Me and My Bum Knee

For posterity’s sake, I have decided to document yet another physical dilemma in my own ongoing soap opera, entitled, “Doctors on the Payroll.” I have had a bum knee since 1977, when I tore my ACL playing soccer in a tournament. I never did have the torn ligament repaired. (I did have surgery to repair some cartilage in this knee, and it has carried me well for about 30 years.) In early March of this year, my knee would mysteriously lock up on me while doing normal, everyday tasks, such as walking.  Within a minute or two of kind of shaking it off, it would return to normal. (Whatever “normal” means. I was shocked that I could even just spell that word!) I knew that this could not be good, but in my ever go-to-state of denial, I plugged along. Within six days or so, it just decided to lock up one day and stayed that way. (It would take more than a certified locksmith to reverse this condition.) So, surprisingly (or not so much to those who know me), I found myself yet again in a physician’s office, this time, an orthopedic surgeon. After an X-ray and MRI, it was determined that a piece of bone or something had chipped off, and I would require arthroscopic surgery to “clean it up.” (I had been worried that I would need the ever-dreaded ACL reconstruction, or even worse, a total knee replacement. I dodged those two bullets. Whew!) I hobbled around on crutches for the 10 days or so leading up to the 15-minute surgery, and figured I would be up and around again within no time. I could not have been more wrong!

I began physical therapy the day after my surgery, and spent most of the first week in bed, elevating and icing my swollen limb. For those of you, like me, who do not turn the TV on during the day, I am here to inform you that there is ABSOLUTELY NOTHING INTELLIGENT ON TELEVISION BETWEEN THE HOURS OF 1:00 AND 4:00 PM. I was begging to go back to work, which I did after taking that week off. I could only stay at work for a few hours, though, because my leg would become so uncomfortably swollen, that I could not wait to get home to elevate and ice it and watch MORE MIND-NUMBING TELEVISION! Thus was the vicious cycle I was caught up in for about two to three weeks.

I continued with my twice-weekly, one-and-a-half hour physical therapy sessions, where my progress was slow, to say the least. My therapist, Chad, apparently missed his calling as a Boot Camp Sergeant for the Marines, and instead chose physical therapy as his method of torture. I nicknamed him “The Nazi.” He would consistently push me through my exercises, and then “reward” me by bending my knee until the pain brought me off the table. Once he had stretched every tendon, ligament, and muscle housed in that part of my leg, he would grab his handy-dandy measuring thingy and record my progress. I slowly graduated from two crutches, to one crutch and then briefly to a cane. (The cane only lasted a few days, as I could sense that Chad was secretly planning on snatching it from me and whacking me across said newly repaired knee.) One day, as I came limping into the room for my daily torture  routine, he yelled across to me, “Joan, WHY ARE YOU LIMPING?” Gosh, at some physical therapy offices, they at least say hello before they start yelling at you.

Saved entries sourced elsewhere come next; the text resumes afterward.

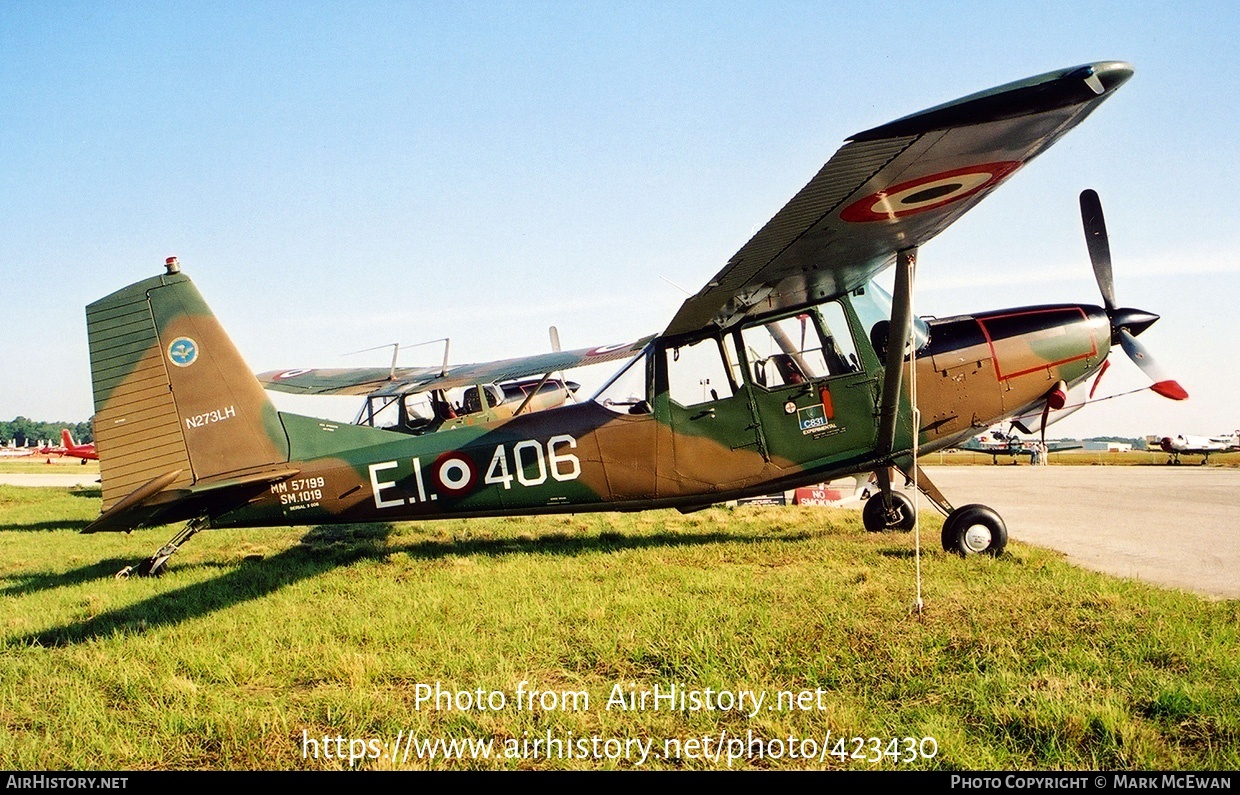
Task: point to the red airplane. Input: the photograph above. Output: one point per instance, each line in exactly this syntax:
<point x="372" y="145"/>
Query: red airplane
<point x="84" y="452"/>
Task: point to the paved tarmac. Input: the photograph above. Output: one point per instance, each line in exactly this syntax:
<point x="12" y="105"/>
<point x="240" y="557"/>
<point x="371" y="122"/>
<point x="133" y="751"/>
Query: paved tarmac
<point x="1173" y="526"/>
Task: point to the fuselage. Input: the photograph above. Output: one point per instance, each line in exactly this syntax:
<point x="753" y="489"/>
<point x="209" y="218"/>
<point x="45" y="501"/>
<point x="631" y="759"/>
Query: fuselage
<point x="768" y="404"/>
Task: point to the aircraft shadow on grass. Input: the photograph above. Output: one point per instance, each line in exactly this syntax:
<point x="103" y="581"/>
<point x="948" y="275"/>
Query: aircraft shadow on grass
<point x="323" y="550"/>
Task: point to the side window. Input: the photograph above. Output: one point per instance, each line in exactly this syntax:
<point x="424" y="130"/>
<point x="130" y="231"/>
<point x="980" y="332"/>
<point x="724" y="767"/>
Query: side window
<point x="696" y="373"/>
<point x="837" y="346"/>
<point x="815" y="344"/>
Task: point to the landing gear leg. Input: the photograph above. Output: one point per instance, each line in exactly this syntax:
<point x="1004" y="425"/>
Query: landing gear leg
<point x="967" y="530"/>
<point x="888" y="509"/>
<point x="154" y="564"/>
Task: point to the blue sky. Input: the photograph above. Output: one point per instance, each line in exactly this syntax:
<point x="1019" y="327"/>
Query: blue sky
<point x="336" y="176"/>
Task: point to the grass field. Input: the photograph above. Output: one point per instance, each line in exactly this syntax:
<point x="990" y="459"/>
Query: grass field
<point x="946" y="458"/>
<point x="261" y="648"/>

Chad and I did eventually develop a friendly patient/therapist relationship. We belong to the same gym, and both enjoy the spinning classes they offer. I also found out that like me, he has a hankering for ZERO candy bars, a favorite of mine since childhood. It was candy that would be my ticket out of therapy. In the past week-and-a-half, I finally turned a corner and began regaining my normal gait, with just the slightest limp. I have returned to the gym, riding a recumbent bike, and revving up my heart with the elliptical machine. I have quickly worked my way up to my previous weight levels on several of the leg machines, and last week, I even spent 40 minutes in a spinning class. I was back-or at least 90% back. It was time to break it off with Chad. So, yesterday, I walked into the PT room and pulled out a gift bag filled with ZERO candy bars, and offered Chad a bribe. I told him I would trade candy for a release from physical therapy. By the end of my session, I was signing my final papers.

So, nearly six-and-a-half weeks after my “piece of cake surgery,” I am free. I will have an extra three hours a week of my life back, along with an end to ever-mounting medical bills. I am able to begin to catch up on lawn work, which has patiently waited for my recovery. My son has gone back to being a child, and not his mother’s caregiver. The dog and I took a walk together one evening-the first in about two months. It is Spring, a time for rebirth and renewal. I feel both. And, just for the record, my doctor warned me that I may need a knee replacement down the road, to which I say there is NO WAY IN HELL! I will patiently wait for a medication (in tablet or liquid form) that miraculously grows back your ligaments and eliminates that unsightly and annoying arthritis. With just one little pill, my aged and torn up knee will be returned to its once youthful, healthy state. I am pretty sure that brilliant scientists all over the world are working on such a cure as we speak.